Tal vez
si la ventana de su habitación hubiera dado al aparcamiento, se habría asomado
al escuchar la sirena que, en su confuso estado de ánimo (mezcla de rabia y
preocupación) le había sonado lejana y ajena por completo. Quizás la escena le habría
devuelto entonces las sensaciones de aquella otra tarde en que se le llevaron
para siempre y habría así recuperado algo de la satisfacción que se le había
ido consumiendo en las últimas semanas.
Cumplido
el objetivo mucho más allá de sus mejores expectativas, aquel éxito empezaba a
perder el lustre y pronto parecería tan solo uno más de sus caprichos
pasajeros.

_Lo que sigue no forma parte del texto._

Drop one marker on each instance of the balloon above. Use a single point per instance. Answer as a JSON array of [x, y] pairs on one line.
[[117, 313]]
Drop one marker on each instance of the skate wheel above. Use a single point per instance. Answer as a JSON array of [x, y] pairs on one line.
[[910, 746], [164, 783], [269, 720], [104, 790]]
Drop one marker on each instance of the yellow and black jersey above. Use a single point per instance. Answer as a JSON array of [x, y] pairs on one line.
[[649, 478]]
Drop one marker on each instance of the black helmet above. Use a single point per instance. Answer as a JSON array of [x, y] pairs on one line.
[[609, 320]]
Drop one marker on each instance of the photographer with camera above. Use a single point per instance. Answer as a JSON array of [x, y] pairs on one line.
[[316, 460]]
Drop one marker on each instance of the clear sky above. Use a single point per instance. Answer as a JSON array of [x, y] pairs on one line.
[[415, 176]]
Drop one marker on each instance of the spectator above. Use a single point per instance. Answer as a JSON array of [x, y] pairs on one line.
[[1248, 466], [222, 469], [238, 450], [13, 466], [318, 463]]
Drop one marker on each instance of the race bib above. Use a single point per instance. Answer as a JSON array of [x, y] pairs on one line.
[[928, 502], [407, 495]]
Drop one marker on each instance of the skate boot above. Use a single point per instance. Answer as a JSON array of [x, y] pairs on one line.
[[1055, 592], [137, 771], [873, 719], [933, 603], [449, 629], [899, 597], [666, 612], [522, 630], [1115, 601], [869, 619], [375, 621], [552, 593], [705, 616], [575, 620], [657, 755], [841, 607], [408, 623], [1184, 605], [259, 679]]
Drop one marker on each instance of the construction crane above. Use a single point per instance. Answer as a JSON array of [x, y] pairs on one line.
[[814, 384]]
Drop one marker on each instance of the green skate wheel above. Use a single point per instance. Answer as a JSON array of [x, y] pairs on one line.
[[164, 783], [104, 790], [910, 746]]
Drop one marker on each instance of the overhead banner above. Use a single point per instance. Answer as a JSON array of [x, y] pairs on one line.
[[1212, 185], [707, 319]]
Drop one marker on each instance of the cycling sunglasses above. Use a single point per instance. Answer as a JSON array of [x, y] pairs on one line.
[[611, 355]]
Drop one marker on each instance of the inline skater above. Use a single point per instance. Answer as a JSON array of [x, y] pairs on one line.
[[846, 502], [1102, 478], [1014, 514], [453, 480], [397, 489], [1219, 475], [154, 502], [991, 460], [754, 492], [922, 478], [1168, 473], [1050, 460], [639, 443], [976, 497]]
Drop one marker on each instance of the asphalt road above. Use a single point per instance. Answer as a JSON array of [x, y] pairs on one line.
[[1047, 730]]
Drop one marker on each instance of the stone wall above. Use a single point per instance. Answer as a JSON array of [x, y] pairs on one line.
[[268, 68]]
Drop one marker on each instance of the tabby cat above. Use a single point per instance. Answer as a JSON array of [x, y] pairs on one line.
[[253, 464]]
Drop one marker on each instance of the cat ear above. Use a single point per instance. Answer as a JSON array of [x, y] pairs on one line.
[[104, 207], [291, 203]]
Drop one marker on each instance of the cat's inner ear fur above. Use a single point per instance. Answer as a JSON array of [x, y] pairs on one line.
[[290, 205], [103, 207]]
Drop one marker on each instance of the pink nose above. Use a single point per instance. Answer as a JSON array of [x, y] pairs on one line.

Peor aún; enturbiado por la inicial amenaza de la policía y la más
reciente de los dos futuros psicólogos, estaba convirtiéndose en un constante
motivo de furia y de pánico.
¿Qué
más sabría Romero? ¿Qué les habría contado ya a sus amigos? Pensó que tal vez
no se hubiera perdido y fuera él quien lo encontrara. En un obsesivo ejercicio
de autodefensa, corrió al armario y abrió uno de los cajones. De debajo de su
ropa interior extrajo una hoja de papel doblada. La misma que, en un acto de
audacia que aún le causaba cierto orgullo, había conseguido recuperar de su
cuarto y que descubrió incompleta unos minutos después, al volver a leerla en
su habitación. Debía haberla destruido en ese mismo instante, pero le faltó
valor y la guardó con las otras.
Semanas
después, al repasar sus líneas hasta la esquina amputada, fue recuperando el
sosiego con la certeza de que bien poco podía delatarle un pedacito minúsculo
de papel con un puñado de palabras inconexas. Y el resto de las notas, aquellas
que le había enviado con anterioridad y cuyas copias había releído cientos de
veces, no mencionaban su nombre para poder incriminarle. Con un dolor repentino
que hacía tiempo no sentía ya, se preguntó qué habría hecho Antonio con
aquellas súplicas ingenuas, si las habría leído siquiera o las habría tirado
también como hizo con ella. De no haberlo hecho, quizás sus padres las
guardaban ahora celosos con los recuerdos de su hijo y, quien sabe, si algún
día las leerían y serían capaces de recordarla. La tercera opción, la de que
obraran en poder de Romero, podía resultar inconveniente pero (volvió a
repetirse) en ningún caso peligroso.
A lo
mejor no llegó a serenarse como había creído o el impacto de cruzársele en las
escaleras fue demasiado brutal. El caso es que el rostro lívido de Romero (a
quien la sangre le obnubilaba los sentidos) y el comentario que intercambió con
Luis mientras se alejaban, terminaron por ponerle en guardia y le azuzaron un
sentimiento de supervivencia que empezó a darle miedo.
“Tú no
le viste tambaleándose como yo, pero ya te lo contará tu hermano”, le había
dicho al menor de los Vicente. Y el otro recordó a Antonio tratando de
abandonar el cuarto de baño la noche que le estranguló.